Specifically, the IG pointed to 26 separate material weaknesses during the fiscal 2020 audit. The previous year’s audit included a catch-all material weakness dealing with financial IT systems, but auditors decided it made more sense to describe those problems in more granular detail. Those four “new” weaknesses are legacy systems, configuration management and security management, access controls, and segregation of duties.

And the new formulation illustrates the extent to which outdated information technology plays a role in DoD’s auditability problems. Out of the more than 3,500 separate findings auditors made in 2020, about half had to do with IT.

Glenn said there are about 400 IT systems that handle financial data across the department right now, and modernizing and consolidating them is a massive challenge.

“We very much get that less IT systems equals less cost, less cyber vulnerability.
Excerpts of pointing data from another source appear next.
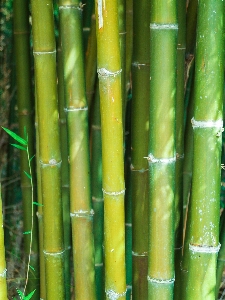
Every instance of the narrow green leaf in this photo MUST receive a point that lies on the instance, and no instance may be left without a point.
(32, 157)
(32, 268)
(15, 136)
(19, 147)
(27, 232)
(21, 294)
(28, 297)
(38, 204)
(28, 175)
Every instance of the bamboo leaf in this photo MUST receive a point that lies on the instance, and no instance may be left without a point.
(15, 136)
(28, 175)
(19, 147)
(27, 232)
(32, 268)
(38, 204)
(32, 157)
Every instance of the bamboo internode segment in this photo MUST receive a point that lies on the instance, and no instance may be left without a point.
(204, 249)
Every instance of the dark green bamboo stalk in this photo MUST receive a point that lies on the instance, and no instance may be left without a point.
(139, 146)
(109, 72)
(161, 157)
(207, 124)
(49, 147)
(25, 113)
(65, 171)
(77, 123)
(3, 270)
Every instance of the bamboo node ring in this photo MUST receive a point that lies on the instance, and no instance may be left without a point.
(152, 159)
(163, 26)
(113, 193)
(112, 295)
(204, 249)
(206, 124)
(3, 274)
(53, 253)
(163, 281)
(139, 254)
(71, 109)
(102, 72)
(82, 213)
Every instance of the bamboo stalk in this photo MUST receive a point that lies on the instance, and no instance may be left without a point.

But it’s not like these 400 systems only capture financial information. They have financial information, plus other reasons and value propositions, so it’s not as easy as just putting them all into one financial system,” he said. “Plus, people hate new systems – they love the systems that we try to take away. You have to tell them exactly where they need to go and how to replace that functionality, and you have to hold them accountable for decommissioning. So we’re doing that quarterly meetings jointly with CIO, CFO and the services and saying, ‘All right, what systems are out there, where are you going to migrate to, and when are you going to do it?’”

Of course, not all of DoD’s remaining problems have to do with IT.

One recently-discovered example, added to the list of material weaknesses in 2019, relates to the department’s management of the F-35 program. More than three million pieces of government-owned property for the F-35 – worth more than $2 billion – are completely unaccounted for, at least as far as DoD’s financial statements are concerned.

“While the planes themselves are all on the service books and under audit, the parts and equipment unfortunately are not on the department statements, and therefore they’re not subject to audit,” Glenn said. “But we’re now counting all the stuff that’s out there. It’s about three quarters complete, last time I checked, and we’re moving it into an accountable property system that we’re going to subject to audit procedures. We’re going to get the findings, we’re going to put corrective action plans against those findings, and we’re going to hold ourselves accountable for progress.”

But DoD officials say they’re making progress in other areas too, and the findings from the first few years of audits have helped focus their efforts.

In the Navy, for example Navy, property accountability has been a major focus area. The audit helped the service realize it had millions of pieces of property sitting in its inventory that it simply didn’t know about from an enterprise point-of-view.

Alaleh Jenkins, the Navy’s acting comptroller, said the actions the service has had to take to help deal with the property issues the audit identified have led to the discovery of more than $3 billion in spare parts thus far.

“At the local level, we had visibility, but it was not in a property system,” she said. “So we made it available to fill open requisitions. We had examples where we had planes at [Naval Air Station] Lemoore waiting on parts and pieces, and by identifying warehouses of, say, F-18 landing gears, we were able to put that in place and get planes repaired and flying.”

Defense officials are also quick to point out that there are some areas of the department that already do have clean opinions. Eight separate DoD entities have earned unmodified opinions; altogether, Glenn said, those entities are responsible for more than a third of the department’s assets.

“The annual audit regimen has set the department on an irreversible course in support of business reform, reinforcing accountability to taxpayers and directly contributing to enhanced military readiness,” he said. “We continue to equip the workforce with the resources and tools to respond to audit requests and remediate our audit findings. I suspect we all look forward to the day when we hear on the evening news or the drive home that for the first time in history, the U.S. government has achieved a clean audit opinion.”